Studies show that safety is a top concern for students looking to spend a semester abroad. While research suggests that these programs have many benefits, it’s also important for students to feel safe while away from home. Here are our top 5 tips for securing your safety while studying in an unfamiliar country.
1. First things first: sign up for the U.S. Department of State’s free Smart Traveler Enrollment Program (STEP). Providing STEP with your travel and contact information makes it easier for U.S. embassies and consulates to contact you during an emergency abroad. You’ll also automatically receive relevant travel warnings and news updates.

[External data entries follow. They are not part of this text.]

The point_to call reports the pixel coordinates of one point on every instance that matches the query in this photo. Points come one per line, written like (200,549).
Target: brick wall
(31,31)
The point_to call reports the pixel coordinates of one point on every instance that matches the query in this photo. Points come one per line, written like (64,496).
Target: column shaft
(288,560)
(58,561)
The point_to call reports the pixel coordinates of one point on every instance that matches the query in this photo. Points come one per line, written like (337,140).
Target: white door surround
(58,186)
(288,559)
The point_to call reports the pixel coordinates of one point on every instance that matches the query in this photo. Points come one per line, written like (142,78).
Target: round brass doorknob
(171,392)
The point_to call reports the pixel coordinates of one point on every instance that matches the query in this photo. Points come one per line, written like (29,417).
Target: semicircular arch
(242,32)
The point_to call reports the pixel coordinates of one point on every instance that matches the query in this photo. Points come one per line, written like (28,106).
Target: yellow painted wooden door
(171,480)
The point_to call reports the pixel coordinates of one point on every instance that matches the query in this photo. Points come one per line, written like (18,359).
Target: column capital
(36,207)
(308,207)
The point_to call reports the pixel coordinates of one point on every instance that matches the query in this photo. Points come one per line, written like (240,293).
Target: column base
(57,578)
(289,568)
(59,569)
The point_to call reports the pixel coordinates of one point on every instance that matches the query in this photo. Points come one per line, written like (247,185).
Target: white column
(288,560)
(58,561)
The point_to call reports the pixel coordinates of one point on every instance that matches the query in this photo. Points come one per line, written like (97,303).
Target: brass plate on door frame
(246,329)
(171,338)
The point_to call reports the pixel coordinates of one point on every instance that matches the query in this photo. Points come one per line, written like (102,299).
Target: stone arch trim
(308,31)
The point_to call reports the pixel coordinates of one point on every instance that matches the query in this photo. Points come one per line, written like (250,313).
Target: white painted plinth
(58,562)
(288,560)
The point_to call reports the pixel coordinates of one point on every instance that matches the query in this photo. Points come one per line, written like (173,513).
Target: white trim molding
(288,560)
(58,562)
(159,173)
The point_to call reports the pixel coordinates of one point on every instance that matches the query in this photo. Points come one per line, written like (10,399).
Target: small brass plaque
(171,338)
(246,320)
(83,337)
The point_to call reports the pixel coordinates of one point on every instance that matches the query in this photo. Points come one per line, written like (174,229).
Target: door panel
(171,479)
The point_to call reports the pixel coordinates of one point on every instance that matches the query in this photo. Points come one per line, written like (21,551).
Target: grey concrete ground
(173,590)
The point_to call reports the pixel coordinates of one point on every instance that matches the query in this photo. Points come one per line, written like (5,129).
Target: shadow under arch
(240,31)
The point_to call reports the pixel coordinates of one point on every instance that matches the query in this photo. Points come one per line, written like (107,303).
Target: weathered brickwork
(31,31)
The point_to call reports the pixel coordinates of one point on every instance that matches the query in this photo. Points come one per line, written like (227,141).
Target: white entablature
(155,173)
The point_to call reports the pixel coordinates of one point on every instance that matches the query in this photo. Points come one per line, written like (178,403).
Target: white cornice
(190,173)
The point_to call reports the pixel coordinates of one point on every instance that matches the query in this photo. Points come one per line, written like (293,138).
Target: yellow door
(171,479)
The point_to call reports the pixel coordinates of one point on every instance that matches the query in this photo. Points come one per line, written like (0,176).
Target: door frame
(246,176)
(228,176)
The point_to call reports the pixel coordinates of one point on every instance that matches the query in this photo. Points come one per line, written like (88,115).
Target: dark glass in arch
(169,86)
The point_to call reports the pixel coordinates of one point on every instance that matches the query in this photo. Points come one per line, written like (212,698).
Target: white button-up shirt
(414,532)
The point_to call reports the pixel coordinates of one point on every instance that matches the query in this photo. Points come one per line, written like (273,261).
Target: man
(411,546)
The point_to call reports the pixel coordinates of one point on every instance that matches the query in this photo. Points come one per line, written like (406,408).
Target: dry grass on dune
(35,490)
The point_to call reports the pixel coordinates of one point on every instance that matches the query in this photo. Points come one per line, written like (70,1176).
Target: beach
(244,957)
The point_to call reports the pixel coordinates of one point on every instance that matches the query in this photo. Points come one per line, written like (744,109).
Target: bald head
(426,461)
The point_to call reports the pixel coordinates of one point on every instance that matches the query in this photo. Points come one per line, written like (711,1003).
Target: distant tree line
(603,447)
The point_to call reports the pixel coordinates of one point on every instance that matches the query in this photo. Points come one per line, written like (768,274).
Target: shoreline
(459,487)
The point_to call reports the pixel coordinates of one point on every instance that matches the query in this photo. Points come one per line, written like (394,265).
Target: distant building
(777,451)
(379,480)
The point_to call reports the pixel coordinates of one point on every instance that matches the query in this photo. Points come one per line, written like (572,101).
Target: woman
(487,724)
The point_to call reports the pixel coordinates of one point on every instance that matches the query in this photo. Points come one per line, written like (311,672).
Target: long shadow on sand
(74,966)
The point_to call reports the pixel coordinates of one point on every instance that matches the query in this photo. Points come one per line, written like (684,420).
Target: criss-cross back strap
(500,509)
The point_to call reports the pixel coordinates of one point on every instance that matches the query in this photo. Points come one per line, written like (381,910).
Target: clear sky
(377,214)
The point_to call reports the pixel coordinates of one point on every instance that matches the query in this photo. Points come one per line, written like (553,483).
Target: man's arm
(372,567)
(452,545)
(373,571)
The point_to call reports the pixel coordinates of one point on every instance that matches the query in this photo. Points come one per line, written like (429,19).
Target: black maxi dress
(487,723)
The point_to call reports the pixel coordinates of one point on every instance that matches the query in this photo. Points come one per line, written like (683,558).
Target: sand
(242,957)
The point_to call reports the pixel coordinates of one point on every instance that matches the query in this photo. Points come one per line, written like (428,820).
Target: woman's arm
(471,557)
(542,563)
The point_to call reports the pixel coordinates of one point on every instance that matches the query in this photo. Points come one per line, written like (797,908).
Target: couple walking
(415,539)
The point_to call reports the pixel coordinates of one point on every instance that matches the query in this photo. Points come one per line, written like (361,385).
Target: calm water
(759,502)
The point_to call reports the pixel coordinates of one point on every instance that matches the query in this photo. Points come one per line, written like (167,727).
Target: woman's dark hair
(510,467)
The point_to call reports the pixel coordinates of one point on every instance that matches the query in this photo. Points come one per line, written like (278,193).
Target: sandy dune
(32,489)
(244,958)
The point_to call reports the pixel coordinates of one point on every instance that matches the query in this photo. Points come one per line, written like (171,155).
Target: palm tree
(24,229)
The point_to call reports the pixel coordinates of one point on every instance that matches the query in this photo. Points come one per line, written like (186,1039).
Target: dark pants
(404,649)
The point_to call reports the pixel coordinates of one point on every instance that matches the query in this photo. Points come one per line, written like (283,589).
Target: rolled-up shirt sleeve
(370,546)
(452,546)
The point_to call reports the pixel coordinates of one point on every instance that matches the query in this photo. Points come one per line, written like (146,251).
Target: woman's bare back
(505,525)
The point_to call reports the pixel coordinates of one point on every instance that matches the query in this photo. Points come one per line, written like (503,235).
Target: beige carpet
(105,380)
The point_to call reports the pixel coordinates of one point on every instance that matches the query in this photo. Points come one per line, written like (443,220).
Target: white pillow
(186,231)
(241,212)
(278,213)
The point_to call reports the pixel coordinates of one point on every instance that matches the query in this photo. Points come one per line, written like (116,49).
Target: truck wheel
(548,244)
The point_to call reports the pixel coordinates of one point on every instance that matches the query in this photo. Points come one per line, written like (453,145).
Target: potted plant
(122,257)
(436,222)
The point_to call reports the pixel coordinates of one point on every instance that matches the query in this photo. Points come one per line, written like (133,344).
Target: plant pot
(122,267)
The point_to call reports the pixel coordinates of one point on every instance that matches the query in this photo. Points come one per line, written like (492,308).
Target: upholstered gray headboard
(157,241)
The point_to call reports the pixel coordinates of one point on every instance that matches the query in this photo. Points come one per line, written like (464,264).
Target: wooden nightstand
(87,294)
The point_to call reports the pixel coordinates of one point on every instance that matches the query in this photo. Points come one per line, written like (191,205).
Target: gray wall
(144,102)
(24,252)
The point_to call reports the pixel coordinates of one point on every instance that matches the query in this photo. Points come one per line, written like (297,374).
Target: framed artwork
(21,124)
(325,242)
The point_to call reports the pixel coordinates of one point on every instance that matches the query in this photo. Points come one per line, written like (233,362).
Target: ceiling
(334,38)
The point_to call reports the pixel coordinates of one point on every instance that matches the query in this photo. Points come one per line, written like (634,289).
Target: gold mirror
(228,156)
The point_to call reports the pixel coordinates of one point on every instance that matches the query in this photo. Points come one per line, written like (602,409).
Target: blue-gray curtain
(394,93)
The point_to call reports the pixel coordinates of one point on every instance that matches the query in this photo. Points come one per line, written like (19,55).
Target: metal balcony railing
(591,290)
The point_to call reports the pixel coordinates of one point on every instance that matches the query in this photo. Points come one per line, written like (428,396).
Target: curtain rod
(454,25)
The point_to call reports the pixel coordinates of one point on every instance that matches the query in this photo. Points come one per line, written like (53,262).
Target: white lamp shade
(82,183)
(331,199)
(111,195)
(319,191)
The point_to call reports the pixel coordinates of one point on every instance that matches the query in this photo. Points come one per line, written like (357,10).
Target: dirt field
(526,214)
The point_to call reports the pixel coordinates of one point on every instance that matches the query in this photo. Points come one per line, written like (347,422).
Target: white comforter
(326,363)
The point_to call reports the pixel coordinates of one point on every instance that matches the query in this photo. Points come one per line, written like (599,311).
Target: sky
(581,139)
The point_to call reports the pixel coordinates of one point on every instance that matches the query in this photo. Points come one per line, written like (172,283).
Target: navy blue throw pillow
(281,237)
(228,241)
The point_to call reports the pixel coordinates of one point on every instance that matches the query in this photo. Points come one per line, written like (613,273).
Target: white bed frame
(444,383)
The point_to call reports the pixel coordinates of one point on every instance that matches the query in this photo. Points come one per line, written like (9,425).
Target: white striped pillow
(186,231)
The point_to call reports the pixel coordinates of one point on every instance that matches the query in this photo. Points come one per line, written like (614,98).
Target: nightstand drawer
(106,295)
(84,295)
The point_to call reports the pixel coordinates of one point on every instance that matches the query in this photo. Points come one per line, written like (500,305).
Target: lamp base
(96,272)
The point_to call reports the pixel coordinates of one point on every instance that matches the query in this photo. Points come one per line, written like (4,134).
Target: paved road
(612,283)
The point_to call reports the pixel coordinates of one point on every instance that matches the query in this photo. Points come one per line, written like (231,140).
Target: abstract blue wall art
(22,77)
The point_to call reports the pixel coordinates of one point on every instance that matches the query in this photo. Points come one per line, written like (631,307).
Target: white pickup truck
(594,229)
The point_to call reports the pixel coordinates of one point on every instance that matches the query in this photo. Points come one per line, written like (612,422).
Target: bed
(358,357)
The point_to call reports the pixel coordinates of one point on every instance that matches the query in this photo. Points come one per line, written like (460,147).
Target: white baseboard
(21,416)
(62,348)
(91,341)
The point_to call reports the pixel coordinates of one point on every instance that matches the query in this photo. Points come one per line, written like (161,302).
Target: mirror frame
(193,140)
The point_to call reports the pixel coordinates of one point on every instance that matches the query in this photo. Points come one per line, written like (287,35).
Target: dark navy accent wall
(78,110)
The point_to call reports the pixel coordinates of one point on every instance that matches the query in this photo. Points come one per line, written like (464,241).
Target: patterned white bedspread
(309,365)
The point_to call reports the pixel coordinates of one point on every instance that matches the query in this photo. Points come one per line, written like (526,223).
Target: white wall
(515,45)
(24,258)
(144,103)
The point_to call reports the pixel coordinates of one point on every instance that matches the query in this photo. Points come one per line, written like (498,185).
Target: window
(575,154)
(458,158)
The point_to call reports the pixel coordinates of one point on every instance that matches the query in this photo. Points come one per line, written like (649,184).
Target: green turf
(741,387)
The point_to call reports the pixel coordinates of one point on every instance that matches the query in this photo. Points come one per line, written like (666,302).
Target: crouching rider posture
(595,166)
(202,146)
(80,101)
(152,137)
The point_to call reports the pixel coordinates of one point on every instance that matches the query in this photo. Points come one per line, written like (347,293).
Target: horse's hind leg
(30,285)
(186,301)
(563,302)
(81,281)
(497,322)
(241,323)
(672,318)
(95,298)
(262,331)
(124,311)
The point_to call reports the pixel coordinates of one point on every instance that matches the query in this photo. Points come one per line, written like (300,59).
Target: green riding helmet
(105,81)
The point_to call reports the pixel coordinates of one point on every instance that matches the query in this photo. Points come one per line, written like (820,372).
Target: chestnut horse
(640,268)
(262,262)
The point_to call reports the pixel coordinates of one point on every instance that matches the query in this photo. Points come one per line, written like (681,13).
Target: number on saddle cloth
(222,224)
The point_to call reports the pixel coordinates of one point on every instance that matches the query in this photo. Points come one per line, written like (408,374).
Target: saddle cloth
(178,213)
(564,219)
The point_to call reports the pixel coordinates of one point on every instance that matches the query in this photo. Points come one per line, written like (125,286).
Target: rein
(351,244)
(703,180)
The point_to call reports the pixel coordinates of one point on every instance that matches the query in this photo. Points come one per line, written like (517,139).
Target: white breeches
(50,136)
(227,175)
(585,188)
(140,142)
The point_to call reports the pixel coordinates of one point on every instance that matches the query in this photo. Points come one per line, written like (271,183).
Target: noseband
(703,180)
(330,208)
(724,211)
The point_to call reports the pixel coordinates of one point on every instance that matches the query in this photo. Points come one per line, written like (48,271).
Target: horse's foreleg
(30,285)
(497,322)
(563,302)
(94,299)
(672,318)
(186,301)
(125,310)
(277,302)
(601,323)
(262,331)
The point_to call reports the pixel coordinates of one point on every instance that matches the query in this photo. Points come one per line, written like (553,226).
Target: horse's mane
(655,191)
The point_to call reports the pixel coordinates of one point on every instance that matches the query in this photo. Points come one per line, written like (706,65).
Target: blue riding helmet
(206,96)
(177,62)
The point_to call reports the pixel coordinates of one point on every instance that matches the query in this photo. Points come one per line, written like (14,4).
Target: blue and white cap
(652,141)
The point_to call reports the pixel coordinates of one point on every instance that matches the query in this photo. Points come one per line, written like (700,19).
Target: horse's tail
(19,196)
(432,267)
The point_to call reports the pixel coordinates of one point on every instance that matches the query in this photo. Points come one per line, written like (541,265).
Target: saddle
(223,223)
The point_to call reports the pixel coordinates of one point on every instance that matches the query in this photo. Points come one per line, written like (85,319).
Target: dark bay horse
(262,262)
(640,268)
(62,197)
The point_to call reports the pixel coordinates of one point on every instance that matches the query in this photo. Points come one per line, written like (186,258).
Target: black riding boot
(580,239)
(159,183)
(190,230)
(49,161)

2. Don’t assume everyone will speak English abroad. Research your destination and learn the basics of the local language so you can communicate with those around you if you need help.
3. To prevent pickpocketing, invest in a money belt or waist pouch for your valuables. It might look dorky, but it’s better than having your ID and cash stolen. A lot of these are even protected against scanners—little devices that can steal your credit card information just by walking next to you. This is a common method for theft overseas. If you have to carry a backpack, wear it in front of you when riding public transportation and walking around.
4. Use the buddy system and try to stick with a friend wherever you go. Whether you need a helping hand with deciphering directions, a phone to use when your battery dies, or someone to take a picture of you next to a weird statue for Instagram, it’s more helpful—and more fun—to explore abroad with other people. If you’re set on exploring by yourself, hover close enough to other tourist groups to ward off potential attackers.
5. Never get into an unlicensed or unmarked vehicle. Only take cabs registered with your host city, and download SafeRide to let your family and friends know when you’ve arrived safely at your destination or immediately alert them if you don’t.